Unfortunately, many people have come to expect that safety can be increased at little or no cost. And in some areas in which self-imposed passive protection exists—like seatbelts being introduced as a standard feature in cars—this may be (almost) true. In other areas, the costs of increasing safety far beyond any optimum of trading off sensitivity and specificity are enormous. Or at least they are enormously unknown.

In the political domain, our desire to spot enemy partisans, who disagree with our cherished beliefs, has increased polarization to the point where normal discourse is often replaced by ideological shouting matches. We no longer seem able to step back and think about those consequences. Instead, we have become certain that without fighting those elements of reality we perceive as dangerous, the world will surely go to hell. And I believe that it is, ironically, this attitude of certainty about our own preferences in some trade-off domains that contributes to the going-to-hell part.

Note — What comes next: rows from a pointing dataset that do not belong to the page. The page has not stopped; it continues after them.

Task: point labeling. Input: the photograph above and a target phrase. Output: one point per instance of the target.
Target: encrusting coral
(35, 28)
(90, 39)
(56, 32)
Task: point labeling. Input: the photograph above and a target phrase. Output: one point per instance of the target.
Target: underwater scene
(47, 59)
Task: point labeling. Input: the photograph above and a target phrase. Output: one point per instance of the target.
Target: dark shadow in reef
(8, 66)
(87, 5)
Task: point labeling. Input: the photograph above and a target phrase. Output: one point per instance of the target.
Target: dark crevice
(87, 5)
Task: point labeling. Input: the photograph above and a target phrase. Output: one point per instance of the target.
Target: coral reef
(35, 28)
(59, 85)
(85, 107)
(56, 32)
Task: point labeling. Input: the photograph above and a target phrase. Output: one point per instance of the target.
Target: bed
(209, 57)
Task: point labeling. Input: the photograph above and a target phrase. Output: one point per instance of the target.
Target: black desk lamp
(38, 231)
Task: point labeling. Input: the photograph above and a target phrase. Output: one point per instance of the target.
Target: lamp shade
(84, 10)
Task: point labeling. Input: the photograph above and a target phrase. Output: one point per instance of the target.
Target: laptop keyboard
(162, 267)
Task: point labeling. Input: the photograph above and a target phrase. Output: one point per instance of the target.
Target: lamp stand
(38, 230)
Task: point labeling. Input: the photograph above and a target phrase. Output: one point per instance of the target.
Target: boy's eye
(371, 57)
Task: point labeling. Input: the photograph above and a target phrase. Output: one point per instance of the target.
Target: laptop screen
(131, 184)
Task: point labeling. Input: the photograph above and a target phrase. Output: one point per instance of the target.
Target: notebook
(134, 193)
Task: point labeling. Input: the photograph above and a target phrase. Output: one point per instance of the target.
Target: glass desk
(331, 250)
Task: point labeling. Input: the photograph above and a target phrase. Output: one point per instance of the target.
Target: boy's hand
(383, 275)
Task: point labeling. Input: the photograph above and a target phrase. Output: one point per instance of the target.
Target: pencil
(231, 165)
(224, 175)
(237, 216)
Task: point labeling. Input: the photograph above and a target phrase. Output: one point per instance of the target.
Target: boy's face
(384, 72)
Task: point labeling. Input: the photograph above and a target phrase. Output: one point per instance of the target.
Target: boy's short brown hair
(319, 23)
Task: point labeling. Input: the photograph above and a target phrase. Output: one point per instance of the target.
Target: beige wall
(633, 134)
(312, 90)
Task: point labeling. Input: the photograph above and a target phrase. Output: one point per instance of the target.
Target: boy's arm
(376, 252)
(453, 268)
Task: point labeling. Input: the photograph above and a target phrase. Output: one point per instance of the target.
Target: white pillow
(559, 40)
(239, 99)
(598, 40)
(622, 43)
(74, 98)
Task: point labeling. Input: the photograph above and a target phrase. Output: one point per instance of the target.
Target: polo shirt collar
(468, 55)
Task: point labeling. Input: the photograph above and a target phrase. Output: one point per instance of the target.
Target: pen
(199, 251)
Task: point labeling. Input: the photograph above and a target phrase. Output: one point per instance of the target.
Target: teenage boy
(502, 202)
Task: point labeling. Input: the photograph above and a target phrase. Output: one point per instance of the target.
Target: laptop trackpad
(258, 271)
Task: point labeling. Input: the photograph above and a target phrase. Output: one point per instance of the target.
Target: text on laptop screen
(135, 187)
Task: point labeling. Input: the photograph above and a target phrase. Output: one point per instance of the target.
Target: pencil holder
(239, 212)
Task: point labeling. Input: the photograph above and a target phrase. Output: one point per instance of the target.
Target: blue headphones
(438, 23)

For me, personally, that means I want to learn how to remain open and curious. If I meet someone who has a very different preference compared to my own—especially in a domain where signal detection and prevention of any kind plays a role—I believe it is vitally important to appreciate that each preference point on this continuum has merit. That is the nature of a trade-off. Different people experience the world differently.

Some may feel so insecure about petty criminals that they wish for perfect surveillance of those who most closely fit the profile of previous crime perpetrators. Others may feel so frightened of airborne diseases that they wish masks to be a permanent feature of our culture in almost all circumstances. Yet others feel that certain political ideologies are so dangerous that any potential adherents must be fought with the utmost vehemence. In each case, there are overlooked costs incurred. And without realizing that one’s own preference is merely one point along a continuum for which no objective optimum exists, it is easy to get stuck believing that others must adopt one’s own stance on a given issue.

The second thing for me to learn is that feeling safe is an inner experience. And demanding additional, externally implemented safety measures is but one way to achieve it. In fact, I would go so far as to say that ultimately the feeling of safety cannot be achieved by any such measure. The more we fall prey to the belief that “feeling safe” can be achieved through external measures, the more unsafe we feel. We are losing our agency—in order to feel safe—to aspects we ultimately cannot control. Instead, I believe it is possible to learn how to best navigate the real risks that life brings. And in doing so, I can begin to feel safe because I know where the real dangers are.